Ignorance and the University
You may have already noticed the connection here between ignorance and the university. The partial nature of human knowledge is in many ways the founding condition for the university as a sort of ‘convocation’ in Berry’s terms, a coming together of those called to different specialties. A specialist chooses myopia, chooses to be ignorant of many things in order to see distinctly a few things up close. A convocation of the near-sighted needs to have a conversation which takes on the far-sightedness gained by questions from outsiders as well as by a sense of being subordinate to something larger than one’s own narrow concerns. To do so is not to eliminate ignorance; we don’t have a conversation to become specialists in more things. To do so is an appropriate act in response to the isolation and hubris that partial knowledge outside of community can occasion. To do so is to recognize our higher obligations outside of the concerns of our specialties, even beyond the range of our knowledge, and to work together to meet those obligations as best we can. As Berry puts it:
“[To become a conversation] the convocation would have to have a common purpose, a common standard, and a common language. It would have to understand itself as a part, for better or worse, of the surrounding community. For reasons both selfish and altruistic, it would have to make the good health of its community the primary purpose of all its work” (60).
Cross-/interdisciplinarity is clearly not enough, because its goals tend to be too narrowly focused on the narrow agenda of enhancing or spicing up one’s own work. Interdisciplinarity may stitch together various bits of knowledge into new forms and uses, but such translocations are not the main point of conversation within a university and tend to be done rather poorly. What is needed to inspire this conversation and determine part of its agenda is a larger vision of what academic work is for, and thinking hard about that larger vision in the context of a local community. The work of the academy has its own places after all, and there are not the virtual places in the pages of refereed journals or briefly popping into existence for a day conference, but real, solid, embodied places, each of which has a unique nature and provides a home to living creatures of all sorts. These are places and creatures to which we owe our stewardship as well as our loyalty as we make our home with them; in other words, we owe our love to them.

2 comments:

Anonymous said...

You say, "How can I possibly publish my own opinions or claim a place in intellectual culture when what my PhD reveals to me is how little I know?"

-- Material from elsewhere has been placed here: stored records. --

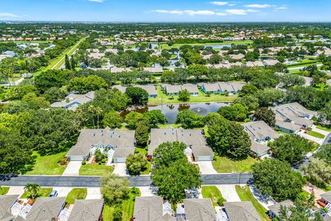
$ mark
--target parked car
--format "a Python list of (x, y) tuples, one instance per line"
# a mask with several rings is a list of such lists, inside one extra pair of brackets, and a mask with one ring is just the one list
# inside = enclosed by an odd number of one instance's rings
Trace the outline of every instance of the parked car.
[(50, 198), (56, 198), (57, 196), (57, 191), (52, 191), (52, 193), (50, 194)]

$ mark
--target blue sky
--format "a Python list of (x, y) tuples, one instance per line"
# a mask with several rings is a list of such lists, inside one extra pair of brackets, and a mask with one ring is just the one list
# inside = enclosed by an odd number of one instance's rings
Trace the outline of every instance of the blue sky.
[(330, 0), (0, 0), (0, 21), (331, 21)]

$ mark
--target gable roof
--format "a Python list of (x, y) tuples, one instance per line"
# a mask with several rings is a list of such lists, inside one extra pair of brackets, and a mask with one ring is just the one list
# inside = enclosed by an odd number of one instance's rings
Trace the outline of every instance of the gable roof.
[(98, 221), (103, 200), (77, 200), (68, 221)]
[(230, 221), (261, 221), (253, 204), (250, 201), (224, 202)]
[(72, 146), (67, 156), (86, 156), (92, 147), (101, 143), (117, 147), (113, 157), (126, 157), (134, 153), (134, 131), (82, 129), (77, 143)]
[(66, 200), (61, 198), (37, 198), (32, 208), (28, 213), (26, 221), (46, 221), (57, 218)]
[(183, 200), (187, 220), (210, 221), (216, 217), (210, 199), (185, 199)]

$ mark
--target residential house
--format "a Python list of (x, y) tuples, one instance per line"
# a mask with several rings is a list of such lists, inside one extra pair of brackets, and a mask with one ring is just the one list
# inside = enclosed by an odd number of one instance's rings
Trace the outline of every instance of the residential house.
[(12, 214), (11, 208), (17, 202), (19, 195), (0, 195), (0, 220), (12, 220), (15, 216)]
[(250, 122), (241, 126), (252, 140), (250, 151), (256, 157), (268, 154), (270, 148), (268, 147), (267, 142), (281, 135), (263, 121)]
[(77, 200), (68, 221), (99, 221), (102, 217), (103, 200)]
[(276, 114), (274, 127), (290, 134), (296, 134), (300, 128), (310, 127), (313, 124), (311, 119), (317, 115), (315, 111), (307, 110), (297, 102), (277, 106), (272, 110)]
[(225, 202), (224, 207), (229, 221), (261, 221), (250, 201)]
[(134, 131), (104, 129), (83, 129), (77, 143), (67, 153), (70, 160), (83, 160), (99, 148), (108, 151), (108, 160), (123, 163), (130, 153), (134, 153)]
[(199, 89), (196, 84), (185, 84), (183, 85), (170, 85), (165, 84), (162, 87), (166, 91), (166, 94), (168, 96), (172, 95), (178, 95), (179, 91), (183, 90), (188, 90), (191, 96), (198, 96), (199, 95)]
[(201, 83), (199, 86), (204, 93), (219, 94), (228, 93), (230, 95), (236, 95), (239, 93), (245, 82), (215, 82)]
[(81, 104), (91, 102), (94, 99), (94, 92), (90, 91), (84, 95), (70, 94), (62, 102), (57, 102), (50, 105), (52, 108), (75, 110)]
[(183, 203), (185, 220), (215, 220), (216, 214), (210, 198), (184, 199)]
[(169, 202), (160, 196), (136, 197), (133, 218), (134, 221), (176, 221)]
[(161, 144), (176, 141), (186, 145), (184, 153), (189, 159), (191, 159), (192, 156), (195, 161), (209, 161), (214, 159), (214, 153), (207, 144), (203, 131), (182, 128), (152, 128), (148, 155), (152, 156), (154, 150)]
[(281, 206), (285, 206), (290, 208), (294, 206), (293, 202), (290, 200), (285, 200), (279, 203), (277, 203), (274, 205), (269, 206), (269, 211), (268, 211), (268, 215), (271, 216), (272, 218), (277, 219), (277, 220), (281, 221), (281, 219), (279, 218)]
[(39, 198), (33, 204), (25, 220), (17, 216), (15, 221), (51, 221), (57, 220), (66, 205), (66, 198)]

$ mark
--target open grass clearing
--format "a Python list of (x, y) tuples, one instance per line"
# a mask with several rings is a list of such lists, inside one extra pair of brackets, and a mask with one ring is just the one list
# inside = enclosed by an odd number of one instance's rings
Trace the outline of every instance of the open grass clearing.
[(215, 186), (203, 186), (201, 190), (203, 198), (210, 198), (214, 206), (223, 206), (225, 199), (222, 197), (221, 191)]
[(61, 175), (66, 166), (61, 166), (58, 162), (66, 157), (67, 151), (61, 152), (53, 155), (44, 156), (34, 151), (33, 155), (36, 156), (36, 162), (32, 170), (28, 171), (27, 175)]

I think about this almost every day. And then I also wonder how I can play along with the academy's rules -- one of which seems to be: "always look like you know what you're talking about" -- and not forget my own ignorance.

You say, "The work of the academy has its own places after all, and there are not the virtual places in the pages of refereed journals or briefly popping into existence for a day conference, but real, solid, embodied places, each of which has a unique nature and provides a home to living creatures of all sorts." Thanks be to God that places like this exist, even if they're difficult to find.

Jen said...

Thanks, Ladybug, for posting this review. Berry's message definitely speaks to thoughts and struggles I've been having.